Inflation as measured by the Consumer Price Index rose 7.7% year over year, the Bureau of Labor Statistics said. The rate was lower than the 8% estimate in a Bloomberg survey of economists. Headline inflation in September was at a 40-year high of 8.2%.
Core CPI, which strips out food and energy prices, increased 6.3% from a year ago, below expectations of 6.5%.
"Investors got a really nice beat on CPI this morning driven by goods 'deflation' and medical costs; markets are reacting strongly in kind," Cliff Hodge, chief investment officer at Cornerstone Wealth, said in a note. "There's no question this release is a welcome sight at the Fed, which now have room to step down the pace of hikes to 50 basis points in December and potentially less in 1Q."
However, "talk of a pivot is still premature," he added. "The Fed will need to see further evidence in coming months that inflation will continue slowing back toward target."
To bring inflation toward its 2% target, the Fed has raised the benchmark rate six times in 2022, to a range of 3.75% to 4%. The fed funds rate was 0% at the start of the year, brought down to that ultra-low level when COVID began spreading worldwide in 2020.
Stock futures shot up after Thursday's inflation report. The S&P 500 jumped 4.2%, and the Nasdaq Composite soared 5.6%. The Dow Jones Industrial Average leapt by 859 points or 2.6%. The 10-year Treasury yield sank by 31 basis points to 3.83%.

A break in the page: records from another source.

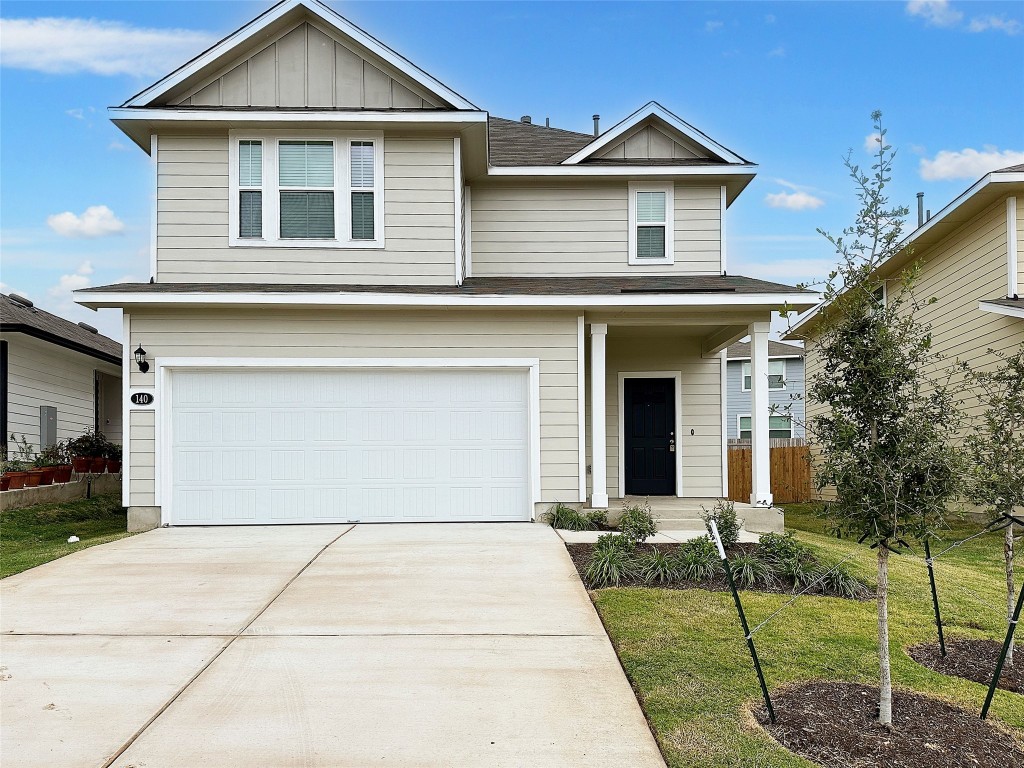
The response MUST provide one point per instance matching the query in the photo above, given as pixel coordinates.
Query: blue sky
(788, 85)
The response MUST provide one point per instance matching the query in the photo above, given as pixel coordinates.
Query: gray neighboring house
(785, 390)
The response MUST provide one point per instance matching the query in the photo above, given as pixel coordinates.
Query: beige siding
(326, 333)
(700, 406)
(963, 269)
(583, 228)
(193, 221)
(42, 374)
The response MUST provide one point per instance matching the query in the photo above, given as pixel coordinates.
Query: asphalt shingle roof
(35, 322)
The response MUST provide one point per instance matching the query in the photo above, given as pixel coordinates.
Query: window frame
(670, 221)
(743, 376)
(271, 188)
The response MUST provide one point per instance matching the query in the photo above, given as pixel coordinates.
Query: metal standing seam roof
(35, 322)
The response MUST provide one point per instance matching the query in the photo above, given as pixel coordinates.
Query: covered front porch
(658, 431)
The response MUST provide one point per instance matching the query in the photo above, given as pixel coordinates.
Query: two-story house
(373, 301)
(785, 390)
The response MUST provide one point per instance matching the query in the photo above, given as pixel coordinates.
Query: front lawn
(36, 535)
(687, 660)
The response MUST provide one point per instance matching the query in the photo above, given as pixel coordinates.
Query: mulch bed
(836, 725)
(972, 659)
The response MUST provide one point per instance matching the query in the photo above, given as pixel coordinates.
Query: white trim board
(677, 376)
(166, 366)
(326, 15)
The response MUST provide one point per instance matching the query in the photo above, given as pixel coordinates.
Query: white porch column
(760, 464)
(598, 441)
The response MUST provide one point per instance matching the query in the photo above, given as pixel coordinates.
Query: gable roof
(280, 15)
(741, 350)
(653, 112)
(41, 325)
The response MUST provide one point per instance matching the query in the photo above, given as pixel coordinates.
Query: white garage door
(339, 445)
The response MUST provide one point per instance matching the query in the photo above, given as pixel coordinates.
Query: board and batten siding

"The [inflation] rate is lower than expectations and this will provide some relief to consumers and the wider market; however it is worth noting food and shelter is still increasing, so not completely out of the woods yet," Stuart Clark, portfolio manager at Quilter Investors, wrote.
"The jobs market remains strong, so for as long as inflation is this elevated and the economy doesn't completely grind to a halt, the market will have to wait for any indication of a pivot or pause from the central bank."